Mercedes Maroto-Valer is an engineer who holds the Robert Buchan Chair in Sustainable Energy Engineering at Heriot-Watt University. She is also director of the Research Centre for Carbon Solutions (RCCS) at Heriot-Watt University. Maroto-Valer was awarded the Philip Leverhulme Prize for Engineering in 2009. She is a Fellow of the Royal Society of Edinburgh, the Royal Academy of Engineering, the Royal Society of Chemistry and the Institution of Chemical Engineers.

== Life ==
Mercedes Maroto-Valer is an engineer working in Scotland. She earned her PhD at the University of Strathclyde in 1997, and conducted postdoctoral research at the University of Kentucky and Pennsylvania State University. She was appointed as a reader at the University of Nottingham in 2005. She joined Heriot-Watt University in 2012. Maroto-Valer is Champion and Director of the UK Industrial Decarbonisation Research and Innovation Centre (IDRIC). Maroto-Valer is Deputy Principal (Global Sustainability) at Heriot-Watt University. She is also director of the Research Centre for Carbon Solutions (RCCS) at Heriot-Watt University, where she holds the Robert Buchan Chair in Sustainable Energy Engineering. RCCS is a multidisciplinary centre delivering innovation for the wider deployment of low-carbon energy systems required for meeting net-zero targets.

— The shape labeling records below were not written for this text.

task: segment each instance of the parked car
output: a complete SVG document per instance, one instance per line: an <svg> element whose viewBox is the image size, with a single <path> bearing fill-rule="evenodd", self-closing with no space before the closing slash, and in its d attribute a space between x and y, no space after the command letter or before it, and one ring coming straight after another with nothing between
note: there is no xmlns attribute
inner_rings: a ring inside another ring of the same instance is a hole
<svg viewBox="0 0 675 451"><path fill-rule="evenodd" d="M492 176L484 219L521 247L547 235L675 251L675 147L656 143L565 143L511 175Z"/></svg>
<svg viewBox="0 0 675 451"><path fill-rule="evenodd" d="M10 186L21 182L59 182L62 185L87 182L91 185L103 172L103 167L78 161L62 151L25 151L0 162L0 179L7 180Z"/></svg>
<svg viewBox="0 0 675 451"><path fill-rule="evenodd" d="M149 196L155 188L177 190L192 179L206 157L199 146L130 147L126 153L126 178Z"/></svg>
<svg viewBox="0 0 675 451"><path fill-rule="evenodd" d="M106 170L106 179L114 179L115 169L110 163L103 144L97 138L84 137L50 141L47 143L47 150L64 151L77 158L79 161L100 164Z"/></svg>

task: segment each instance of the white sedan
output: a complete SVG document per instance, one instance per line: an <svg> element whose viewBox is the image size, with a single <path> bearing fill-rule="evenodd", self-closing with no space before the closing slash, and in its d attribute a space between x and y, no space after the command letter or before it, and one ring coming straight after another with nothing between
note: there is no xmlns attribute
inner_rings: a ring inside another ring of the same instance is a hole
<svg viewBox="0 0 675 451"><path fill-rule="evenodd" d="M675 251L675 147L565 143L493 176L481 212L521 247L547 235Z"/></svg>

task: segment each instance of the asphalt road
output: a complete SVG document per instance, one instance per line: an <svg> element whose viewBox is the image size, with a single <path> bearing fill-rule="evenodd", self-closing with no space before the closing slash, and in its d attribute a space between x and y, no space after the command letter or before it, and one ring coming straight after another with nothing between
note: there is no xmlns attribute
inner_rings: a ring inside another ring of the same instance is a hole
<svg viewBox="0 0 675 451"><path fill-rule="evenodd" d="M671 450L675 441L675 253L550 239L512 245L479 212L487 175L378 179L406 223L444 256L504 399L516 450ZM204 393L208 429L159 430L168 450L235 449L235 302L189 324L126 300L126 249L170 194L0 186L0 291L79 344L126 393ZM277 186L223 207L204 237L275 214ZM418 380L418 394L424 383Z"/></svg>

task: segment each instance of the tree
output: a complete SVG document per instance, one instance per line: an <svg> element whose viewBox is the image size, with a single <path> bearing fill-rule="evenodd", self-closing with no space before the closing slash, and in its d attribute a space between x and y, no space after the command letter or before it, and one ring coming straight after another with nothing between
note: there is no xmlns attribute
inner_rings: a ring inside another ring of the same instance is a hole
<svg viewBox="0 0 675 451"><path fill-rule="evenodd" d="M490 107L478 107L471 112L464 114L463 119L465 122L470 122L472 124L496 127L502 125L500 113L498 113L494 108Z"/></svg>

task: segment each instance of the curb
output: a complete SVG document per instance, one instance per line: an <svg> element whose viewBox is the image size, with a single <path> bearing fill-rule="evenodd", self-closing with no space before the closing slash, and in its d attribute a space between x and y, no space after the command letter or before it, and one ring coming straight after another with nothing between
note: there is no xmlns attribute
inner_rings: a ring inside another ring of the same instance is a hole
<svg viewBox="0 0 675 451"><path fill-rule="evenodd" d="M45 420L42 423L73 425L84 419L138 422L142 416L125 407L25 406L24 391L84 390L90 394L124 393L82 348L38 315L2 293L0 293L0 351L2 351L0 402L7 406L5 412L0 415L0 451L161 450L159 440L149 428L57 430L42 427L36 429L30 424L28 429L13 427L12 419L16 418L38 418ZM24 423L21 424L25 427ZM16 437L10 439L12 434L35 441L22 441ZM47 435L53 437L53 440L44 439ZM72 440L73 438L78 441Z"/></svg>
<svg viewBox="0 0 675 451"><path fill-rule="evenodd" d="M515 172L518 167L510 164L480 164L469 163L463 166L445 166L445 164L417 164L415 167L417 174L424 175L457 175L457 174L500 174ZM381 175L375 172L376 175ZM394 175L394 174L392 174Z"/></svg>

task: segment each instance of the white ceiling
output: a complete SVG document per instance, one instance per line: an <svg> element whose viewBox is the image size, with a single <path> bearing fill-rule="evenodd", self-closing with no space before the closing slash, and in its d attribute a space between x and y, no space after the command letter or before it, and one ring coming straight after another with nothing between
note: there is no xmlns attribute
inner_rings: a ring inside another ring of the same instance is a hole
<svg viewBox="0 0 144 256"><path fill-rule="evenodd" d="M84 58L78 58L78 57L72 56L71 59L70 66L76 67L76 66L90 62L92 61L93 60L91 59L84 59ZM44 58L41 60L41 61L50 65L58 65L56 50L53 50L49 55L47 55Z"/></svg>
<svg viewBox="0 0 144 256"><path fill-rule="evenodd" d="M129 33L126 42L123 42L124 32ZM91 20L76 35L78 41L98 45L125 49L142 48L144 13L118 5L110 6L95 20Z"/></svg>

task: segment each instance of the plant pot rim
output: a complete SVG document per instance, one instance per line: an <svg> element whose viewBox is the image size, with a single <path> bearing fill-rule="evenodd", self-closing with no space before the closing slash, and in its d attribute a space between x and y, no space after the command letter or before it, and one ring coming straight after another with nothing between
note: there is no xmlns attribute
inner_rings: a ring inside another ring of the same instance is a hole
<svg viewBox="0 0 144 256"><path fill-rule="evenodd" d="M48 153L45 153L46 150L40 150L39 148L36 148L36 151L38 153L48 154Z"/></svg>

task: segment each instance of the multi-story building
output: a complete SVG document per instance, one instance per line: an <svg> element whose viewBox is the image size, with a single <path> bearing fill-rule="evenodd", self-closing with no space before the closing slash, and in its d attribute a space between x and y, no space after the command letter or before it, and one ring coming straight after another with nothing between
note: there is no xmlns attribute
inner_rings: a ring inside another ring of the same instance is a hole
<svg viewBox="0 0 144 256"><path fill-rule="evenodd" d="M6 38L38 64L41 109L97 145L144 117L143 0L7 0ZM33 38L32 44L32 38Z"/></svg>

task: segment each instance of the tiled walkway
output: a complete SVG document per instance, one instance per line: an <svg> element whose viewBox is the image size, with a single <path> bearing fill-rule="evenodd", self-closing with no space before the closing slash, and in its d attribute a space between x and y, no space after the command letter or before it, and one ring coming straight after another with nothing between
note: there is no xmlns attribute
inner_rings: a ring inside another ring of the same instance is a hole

Maroto-Valer's research covers energy systems, CCUS carbon dioxide capture and storage, integration of hydrogen technologies and low carbon fuels.

== Awards ==
Maroto-Valer was elected a Fellow Royal Society of Chemistry in 2008, a Fellow of the Institute of Chemical Engineers in 2013, and a Fellow of the Royal Society of Edinburgh in 2015. She featured in the Royal Society of Edinburgh's 2019 Women in Science in Scotland exhibition, which celebrated some of Scotland’s leading female scientists. She received the 2009 Philip Leverhulme Prize for Engineering. In 2019 she was awarded an honorary doctorate by Delft University of Technology. In 2026 she was elected a Fellow of the Royal Academy of Engineering.